最悪、腕であれ血であれ、補充することが可能だからな。

これによって、きっと石のように重く、固く、お前をこの場所に縛り付けることだろう。

今日の目的は、お前じゃない。俺は目的を終わらせ、最終段階ファイナルステップへと進むんだ」


 最終ファイナル段階ステップ……? 何を言っているんだ。

なら、俺と対面していたのは一体何だったんだ。これもお遊びだって言うのか。


「――うぐっ、あぁ、あ、あ、あぁぁぁぁぁぁぁぁぁあああ!」


 その時、叫び声が響いた。これは俺の声じゃない。

聞き間違える訳もない。これは――イノーさんの声だ。

動け、動けよ、俺の身体。苦しんでる。嫌がっている。

何かが起こり始めた。タナトスの発言に関係あるのか。

やっぱり『裏切り者』なのか。それとも、それも偽りか。

どっちの味方だ。『答え』が知りたい。


――俺に、『答え』をくれ。


「『答え』が欲しければくれてやる、『幻の十一柱目』!」


 これは知らない声だった。その声に共鳴するかのように、赤い稲妻が空を走った。

鼓膜を壊す大音響が、下界を揺らした。一気に空気が変化していく。

体感温度は低くなり、息も苦しくなった気がする。刹那の内に、眩い赤が暗闇を吞み込んだ。

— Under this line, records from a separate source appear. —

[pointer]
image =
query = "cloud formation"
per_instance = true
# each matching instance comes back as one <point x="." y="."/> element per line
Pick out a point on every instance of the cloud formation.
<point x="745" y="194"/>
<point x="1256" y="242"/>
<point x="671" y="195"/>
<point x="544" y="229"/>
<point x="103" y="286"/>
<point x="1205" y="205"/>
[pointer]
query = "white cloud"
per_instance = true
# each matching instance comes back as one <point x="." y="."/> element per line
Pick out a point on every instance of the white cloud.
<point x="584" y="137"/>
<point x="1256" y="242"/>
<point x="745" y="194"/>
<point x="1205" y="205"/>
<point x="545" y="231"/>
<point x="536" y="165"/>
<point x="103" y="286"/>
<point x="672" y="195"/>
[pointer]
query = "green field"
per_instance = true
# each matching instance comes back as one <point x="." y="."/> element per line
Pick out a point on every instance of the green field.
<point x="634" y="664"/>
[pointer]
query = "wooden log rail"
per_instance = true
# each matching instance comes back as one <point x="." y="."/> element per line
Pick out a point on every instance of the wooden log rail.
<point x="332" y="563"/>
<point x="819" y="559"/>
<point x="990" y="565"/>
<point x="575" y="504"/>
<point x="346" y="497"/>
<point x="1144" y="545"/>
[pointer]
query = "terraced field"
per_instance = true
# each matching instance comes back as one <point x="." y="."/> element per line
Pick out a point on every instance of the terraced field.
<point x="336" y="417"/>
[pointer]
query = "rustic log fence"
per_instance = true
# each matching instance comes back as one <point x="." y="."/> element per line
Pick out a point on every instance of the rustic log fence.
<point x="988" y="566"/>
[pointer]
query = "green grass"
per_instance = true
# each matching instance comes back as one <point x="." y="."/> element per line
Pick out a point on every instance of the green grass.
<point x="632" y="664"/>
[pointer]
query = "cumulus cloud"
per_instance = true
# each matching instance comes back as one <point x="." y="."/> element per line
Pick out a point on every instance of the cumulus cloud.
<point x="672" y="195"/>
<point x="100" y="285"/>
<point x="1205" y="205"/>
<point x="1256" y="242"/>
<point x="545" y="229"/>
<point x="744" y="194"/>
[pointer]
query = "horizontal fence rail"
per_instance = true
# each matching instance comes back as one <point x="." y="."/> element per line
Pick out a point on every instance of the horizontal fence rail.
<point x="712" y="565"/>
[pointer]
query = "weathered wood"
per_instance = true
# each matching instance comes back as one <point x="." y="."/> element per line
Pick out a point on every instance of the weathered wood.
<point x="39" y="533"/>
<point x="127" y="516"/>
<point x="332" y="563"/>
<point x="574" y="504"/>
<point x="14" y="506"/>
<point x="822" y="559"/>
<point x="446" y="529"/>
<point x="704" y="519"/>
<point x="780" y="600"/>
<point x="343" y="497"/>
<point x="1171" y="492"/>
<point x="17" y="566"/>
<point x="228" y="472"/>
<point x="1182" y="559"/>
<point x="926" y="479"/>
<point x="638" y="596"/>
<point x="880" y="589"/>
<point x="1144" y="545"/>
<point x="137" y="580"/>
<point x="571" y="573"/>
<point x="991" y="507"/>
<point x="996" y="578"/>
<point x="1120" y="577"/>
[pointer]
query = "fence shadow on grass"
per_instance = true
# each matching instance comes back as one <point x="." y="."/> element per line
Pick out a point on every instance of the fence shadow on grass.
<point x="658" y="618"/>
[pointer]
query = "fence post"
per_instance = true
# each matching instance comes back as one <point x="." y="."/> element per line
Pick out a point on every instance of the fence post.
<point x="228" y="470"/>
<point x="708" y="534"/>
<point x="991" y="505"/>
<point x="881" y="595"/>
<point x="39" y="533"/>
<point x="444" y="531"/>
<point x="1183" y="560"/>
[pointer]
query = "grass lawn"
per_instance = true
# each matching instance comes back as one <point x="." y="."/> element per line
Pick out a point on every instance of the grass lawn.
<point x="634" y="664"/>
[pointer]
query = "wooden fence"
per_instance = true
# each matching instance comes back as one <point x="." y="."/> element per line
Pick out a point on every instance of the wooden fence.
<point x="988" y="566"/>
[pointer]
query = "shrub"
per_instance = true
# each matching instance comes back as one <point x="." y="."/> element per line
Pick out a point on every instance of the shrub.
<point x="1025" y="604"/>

思わず目を閉じ、風だけを感じていた。すると突然、急に身体の軸が横になる。

極限まで近付いた屋根を察し、俺は死ぬことも頭に過ぎった。でも、いつになっても意識の断絶がない。

そのまま刻々と変化していく軸の向きに、身を任せるしかなかった。

俺の身に何が起こっているんだ。状況を飲み込めないままに、物凄い勢いの風が、後頭部を吹き抜けていった。


 ――気付けば、俺の視界は遥か地上。小さくなっていく王都を見ていた。

地上には、明らかに俺がいた時よりも多くの影がいるように見えた。

俺は動かぬ身体をそのままに、誰かの脇に抱えられている。もしかしたら、『今』俺を抱えている存在の仲間かもしれない。

首の可動域を駆使し、誰かの正体を知ろうとした。

白い髭に、長い髪が特徴的な『神様』のような出で立ち。いや、重力を無視して空を飛んでいる。こんなこと、人類にはできない。

つまりは、正しく『神様』である可能性が高い。


「おい、どこに向かって――」


「口閉じてないと舌切るよ」


「――――ッ!」


 忠告を無視して、俺が話そうとすると、大きな手で密封されてしまった。

そのまま、意識が朦朧としていき、やがて――眠りに落ちた。